Bijdrage van mr. Evelien Vanhauter, advocatenkantoor Crivits & Persyn
Overheden zijn (principieel) gebonden aan de reglementering inzake overheidsopdrachten. Is dit ingewikkelde kluwen van procedure- en gunningsregels ook van toepassing in de relatie overheid-cliënt en advocaat? Niet altijd.
Contracteren met de overheid
Stel dat een overheid bepaalde renovatiewerken wil laten uitvoeren aan haar historische hallentoren. Voor de opmaak van de plannen doet ze een beroep op een studiebureau. Om de plechtige opening van de vernieuwde hallentoren te promoten laat ze vervolgens flyers drukken. Kan de overheid in dit verhaal zomaar om het even welke aannemer aanstellen? Kan ze zich beroepen op een studiebureau naar vrije keuze? Kan ze om het even welke drukkerij inschakelen?

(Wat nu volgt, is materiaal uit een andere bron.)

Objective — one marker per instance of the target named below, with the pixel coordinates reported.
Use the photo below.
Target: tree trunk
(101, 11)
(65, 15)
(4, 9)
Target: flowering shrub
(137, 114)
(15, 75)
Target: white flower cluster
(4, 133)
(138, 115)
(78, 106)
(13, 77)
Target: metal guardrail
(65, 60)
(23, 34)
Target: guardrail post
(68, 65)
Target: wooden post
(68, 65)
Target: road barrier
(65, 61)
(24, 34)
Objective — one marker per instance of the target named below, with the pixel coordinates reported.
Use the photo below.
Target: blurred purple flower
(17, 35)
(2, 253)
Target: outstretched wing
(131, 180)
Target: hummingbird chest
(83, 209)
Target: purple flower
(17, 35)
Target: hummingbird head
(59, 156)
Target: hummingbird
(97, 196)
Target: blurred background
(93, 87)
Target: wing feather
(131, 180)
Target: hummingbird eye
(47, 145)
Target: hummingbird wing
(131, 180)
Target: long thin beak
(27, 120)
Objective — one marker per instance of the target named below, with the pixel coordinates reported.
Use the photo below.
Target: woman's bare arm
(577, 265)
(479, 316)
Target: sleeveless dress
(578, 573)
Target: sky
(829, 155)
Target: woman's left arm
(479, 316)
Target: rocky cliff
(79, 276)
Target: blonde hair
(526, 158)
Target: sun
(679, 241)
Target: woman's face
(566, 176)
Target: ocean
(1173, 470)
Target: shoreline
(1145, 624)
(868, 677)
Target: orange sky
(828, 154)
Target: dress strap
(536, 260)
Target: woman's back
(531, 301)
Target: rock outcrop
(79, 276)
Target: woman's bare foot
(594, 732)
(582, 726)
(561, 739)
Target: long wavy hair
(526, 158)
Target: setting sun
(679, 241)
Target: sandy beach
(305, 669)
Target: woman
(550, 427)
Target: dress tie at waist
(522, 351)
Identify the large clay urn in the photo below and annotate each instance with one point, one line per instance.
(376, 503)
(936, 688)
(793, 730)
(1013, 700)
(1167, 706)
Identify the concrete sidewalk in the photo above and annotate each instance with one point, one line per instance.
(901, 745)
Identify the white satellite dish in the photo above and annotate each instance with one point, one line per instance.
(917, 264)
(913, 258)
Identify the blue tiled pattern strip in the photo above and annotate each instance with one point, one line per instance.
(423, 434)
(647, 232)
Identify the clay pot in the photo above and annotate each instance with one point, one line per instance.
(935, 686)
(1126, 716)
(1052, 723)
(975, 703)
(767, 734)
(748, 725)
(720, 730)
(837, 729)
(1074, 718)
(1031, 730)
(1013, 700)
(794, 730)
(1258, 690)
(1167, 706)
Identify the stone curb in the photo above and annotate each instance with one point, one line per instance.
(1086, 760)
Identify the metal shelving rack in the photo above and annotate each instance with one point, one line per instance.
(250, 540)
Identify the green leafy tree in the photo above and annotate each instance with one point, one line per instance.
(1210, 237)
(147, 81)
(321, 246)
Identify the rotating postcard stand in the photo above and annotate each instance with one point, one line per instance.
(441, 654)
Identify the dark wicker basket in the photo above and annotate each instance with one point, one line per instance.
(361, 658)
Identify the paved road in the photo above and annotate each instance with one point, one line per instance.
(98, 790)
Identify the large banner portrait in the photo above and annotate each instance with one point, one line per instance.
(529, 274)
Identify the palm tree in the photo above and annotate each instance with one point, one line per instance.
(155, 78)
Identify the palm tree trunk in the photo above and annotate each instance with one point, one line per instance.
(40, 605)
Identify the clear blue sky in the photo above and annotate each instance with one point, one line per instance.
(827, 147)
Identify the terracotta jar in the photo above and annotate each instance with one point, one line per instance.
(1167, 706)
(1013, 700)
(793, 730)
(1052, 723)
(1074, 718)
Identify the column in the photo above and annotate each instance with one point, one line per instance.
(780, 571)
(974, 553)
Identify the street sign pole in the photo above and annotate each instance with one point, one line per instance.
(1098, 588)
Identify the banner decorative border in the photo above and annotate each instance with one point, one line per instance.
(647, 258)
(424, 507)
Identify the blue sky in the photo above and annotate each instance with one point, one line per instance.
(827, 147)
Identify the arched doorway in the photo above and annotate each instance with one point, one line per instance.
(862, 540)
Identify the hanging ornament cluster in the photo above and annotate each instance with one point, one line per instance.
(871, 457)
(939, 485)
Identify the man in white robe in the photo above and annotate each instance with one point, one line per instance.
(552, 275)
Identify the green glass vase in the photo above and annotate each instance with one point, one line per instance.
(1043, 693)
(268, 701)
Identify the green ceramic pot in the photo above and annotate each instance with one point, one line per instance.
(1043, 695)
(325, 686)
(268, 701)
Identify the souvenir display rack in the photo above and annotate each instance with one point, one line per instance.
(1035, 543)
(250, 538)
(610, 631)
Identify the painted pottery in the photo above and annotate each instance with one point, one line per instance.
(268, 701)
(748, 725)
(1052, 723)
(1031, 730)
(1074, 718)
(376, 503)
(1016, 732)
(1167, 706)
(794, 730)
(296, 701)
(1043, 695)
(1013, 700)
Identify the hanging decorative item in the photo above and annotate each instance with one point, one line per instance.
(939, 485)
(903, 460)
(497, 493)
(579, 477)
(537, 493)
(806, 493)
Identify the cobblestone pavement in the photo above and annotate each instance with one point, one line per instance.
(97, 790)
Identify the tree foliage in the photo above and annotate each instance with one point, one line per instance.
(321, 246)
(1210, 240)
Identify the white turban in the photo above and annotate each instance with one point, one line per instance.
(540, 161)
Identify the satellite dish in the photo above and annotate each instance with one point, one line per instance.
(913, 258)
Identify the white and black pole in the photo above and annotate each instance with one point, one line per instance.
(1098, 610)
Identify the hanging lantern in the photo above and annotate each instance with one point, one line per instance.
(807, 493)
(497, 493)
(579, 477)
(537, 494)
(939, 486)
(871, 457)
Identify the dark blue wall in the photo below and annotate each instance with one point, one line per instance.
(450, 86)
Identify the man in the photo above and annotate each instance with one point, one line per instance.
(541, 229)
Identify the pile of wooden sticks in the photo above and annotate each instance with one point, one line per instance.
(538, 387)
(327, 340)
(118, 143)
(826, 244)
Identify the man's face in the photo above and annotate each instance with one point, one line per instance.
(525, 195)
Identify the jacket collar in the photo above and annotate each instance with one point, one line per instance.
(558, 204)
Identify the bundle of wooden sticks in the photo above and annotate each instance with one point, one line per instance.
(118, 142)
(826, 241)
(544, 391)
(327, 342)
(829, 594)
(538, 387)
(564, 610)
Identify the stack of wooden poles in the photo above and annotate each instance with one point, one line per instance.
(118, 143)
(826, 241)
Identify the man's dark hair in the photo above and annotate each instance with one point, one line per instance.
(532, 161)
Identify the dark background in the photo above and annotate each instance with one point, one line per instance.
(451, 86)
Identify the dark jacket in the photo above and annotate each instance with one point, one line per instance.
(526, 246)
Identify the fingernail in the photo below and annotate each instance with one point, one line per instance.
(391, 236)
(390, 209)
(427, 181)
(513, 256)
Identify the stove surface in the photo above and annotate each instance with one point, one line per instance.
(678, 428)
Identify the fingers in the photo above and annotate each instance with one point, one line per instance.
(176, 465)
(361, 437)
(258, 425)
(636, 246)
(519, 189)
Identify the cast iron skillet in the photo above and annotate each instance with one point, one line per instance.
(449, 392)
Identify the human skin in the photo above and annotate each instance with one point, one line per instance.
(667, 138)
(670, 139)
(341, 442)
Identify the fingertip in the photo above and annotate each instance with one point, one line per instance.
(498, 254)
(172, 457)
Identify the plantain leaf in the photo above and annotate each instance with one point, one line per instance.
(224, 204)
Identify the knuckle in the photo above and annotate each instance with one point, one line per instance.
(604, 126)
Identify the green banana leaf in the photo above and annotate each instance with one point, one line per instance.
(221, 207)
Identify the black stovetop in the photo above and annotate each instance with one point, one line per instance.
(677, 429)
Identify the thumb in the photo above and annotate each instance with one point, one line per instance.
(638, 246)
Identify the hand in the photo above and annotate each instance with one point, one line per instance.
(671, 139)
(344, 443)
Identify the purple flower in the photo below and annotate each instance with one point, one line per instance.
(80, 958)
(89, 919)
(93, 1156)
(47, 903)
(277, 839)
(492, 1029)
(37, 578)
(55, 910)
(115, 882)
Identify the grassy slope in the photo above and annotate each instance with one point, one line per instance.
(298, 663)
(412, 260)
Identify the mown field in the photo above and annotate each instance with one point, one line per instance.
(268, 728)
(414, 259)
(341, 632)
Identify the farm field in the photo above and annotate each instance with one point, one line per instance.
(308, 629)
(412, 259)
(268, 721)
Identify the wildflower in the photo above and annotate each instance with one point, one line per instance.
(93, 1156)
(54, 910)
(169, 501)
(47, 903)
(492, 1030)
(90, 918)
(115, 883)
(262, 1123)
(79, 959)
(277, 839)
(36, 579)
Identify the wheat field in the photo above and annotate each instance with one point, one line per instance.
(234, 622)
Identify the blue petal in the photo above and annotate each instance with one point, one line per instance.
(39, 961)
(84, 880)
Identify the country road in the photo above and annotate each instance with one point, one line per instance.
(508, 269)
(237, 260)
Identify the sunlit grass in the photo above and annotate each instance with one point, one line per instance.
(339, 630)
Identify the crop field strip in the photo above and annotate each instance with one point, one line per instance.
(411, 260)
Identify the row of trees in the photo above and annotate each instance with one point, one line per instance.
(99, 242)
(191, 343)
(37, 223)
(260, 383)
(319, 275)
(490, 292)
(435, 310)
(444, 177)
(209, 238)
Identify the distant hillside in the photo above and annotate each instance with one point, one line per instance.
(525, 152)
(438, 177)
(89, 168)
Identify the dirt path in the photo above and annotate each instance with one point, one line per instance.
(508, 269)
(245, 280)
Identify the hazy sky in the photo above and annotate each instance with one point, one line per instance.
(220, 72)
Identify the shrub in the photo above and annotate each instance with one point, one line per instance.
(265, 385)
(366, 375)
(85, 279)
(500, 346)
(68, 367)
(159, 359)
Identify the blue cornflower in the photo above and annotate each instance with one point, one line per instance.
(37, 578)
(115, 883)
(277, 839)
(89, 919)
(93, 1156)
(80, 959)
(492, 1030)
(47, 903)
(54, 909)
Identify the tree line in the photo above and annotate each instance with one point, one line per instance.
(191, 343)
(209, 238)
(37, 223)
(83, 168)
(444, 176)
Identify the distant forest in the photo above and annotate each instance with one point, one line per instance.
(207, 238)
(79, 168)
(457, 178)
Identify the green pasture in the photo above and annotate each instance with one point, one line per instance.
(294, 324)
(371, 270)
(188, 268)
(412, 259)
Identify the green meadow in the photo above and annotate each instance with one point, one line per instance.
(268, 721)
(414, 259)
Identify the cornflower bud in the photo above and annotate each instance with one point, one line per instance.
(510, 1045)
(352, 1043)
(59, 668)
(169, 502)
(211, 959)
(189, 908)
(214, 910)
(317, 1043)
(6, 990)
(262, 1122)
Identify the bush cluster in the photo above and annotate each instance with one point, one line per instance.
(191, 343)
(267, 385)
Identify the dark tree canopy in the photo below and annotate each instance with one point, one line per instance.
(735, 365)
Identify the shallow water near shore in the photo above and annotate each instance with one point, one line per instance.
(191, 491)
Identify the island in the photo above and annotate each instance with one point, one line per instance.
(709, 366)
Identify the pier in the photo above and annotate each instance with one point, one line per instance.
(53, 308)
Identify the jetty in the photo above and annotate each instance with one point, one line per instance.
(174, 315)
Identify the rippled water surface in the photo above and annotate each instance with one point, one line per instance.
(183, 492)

In principe niet. Overheden zijn immers gebonden aan de regelgeving inzake overheidsopdrachten. Voor het plaatsen van dergelijke bestellingen moeten overheden principieel bepaalde regels en procedures naleven. Die zijn terug te vinden in de Wet inzake Overheidsopdrachten van 17 juni 2016, het KB Plaatsing Overheidsopdrachten in de Klassieke Sectoren van 18 april 2017 en het KB Plaatsing Overheidsopdrachten in de Speciale Sectoren van 18 juni 2017. Deze regels en procedures moeten in essentie toelaten dat de vrije mededinging tussen ondernemingen kan spelen en dat (de offertes van) ondernemingen op gelijke wijze worden behandeld en beoordeeld, om uiteindelijk de opdracht te gunnen aan de goedkoopste offerte, of de offerte met de beste prijs-kwaliteitverhouding.
Wat met juridische dienstverlening door advocaten?
Zijn overheden ook onderworpen aan de regelgeving inzake overheidsopdrachten als ze een beroep willen doen op een advocaat? Of kunnen ze voor juridische dienstverlening vrij een raadsman naar keuze uitkiezen, zonder naleving van de overheidsopdrachtenreglementering?
In de relatie advocaat en overheid-cliënt gelden inderdaad bepaalde uitzonderingsregels, waarbij de regels inzake overheidsopdrachten niet spelen. Zo geldt bijvoorbeeld de regelgeving in principe niet zodra een overheid-cliënt in rechte vertegenwoordigd wil worden door een advocaat. De vertegenwoordiging in rechte moet trouwens zeer ruim worden opgevat: het gaat over arbitrage- of bemiddelingsprocedures, procedures voor een (andere) overheidsinstantie en procedures voor rechterlijke instanties, zowel in binnen- als buitenland.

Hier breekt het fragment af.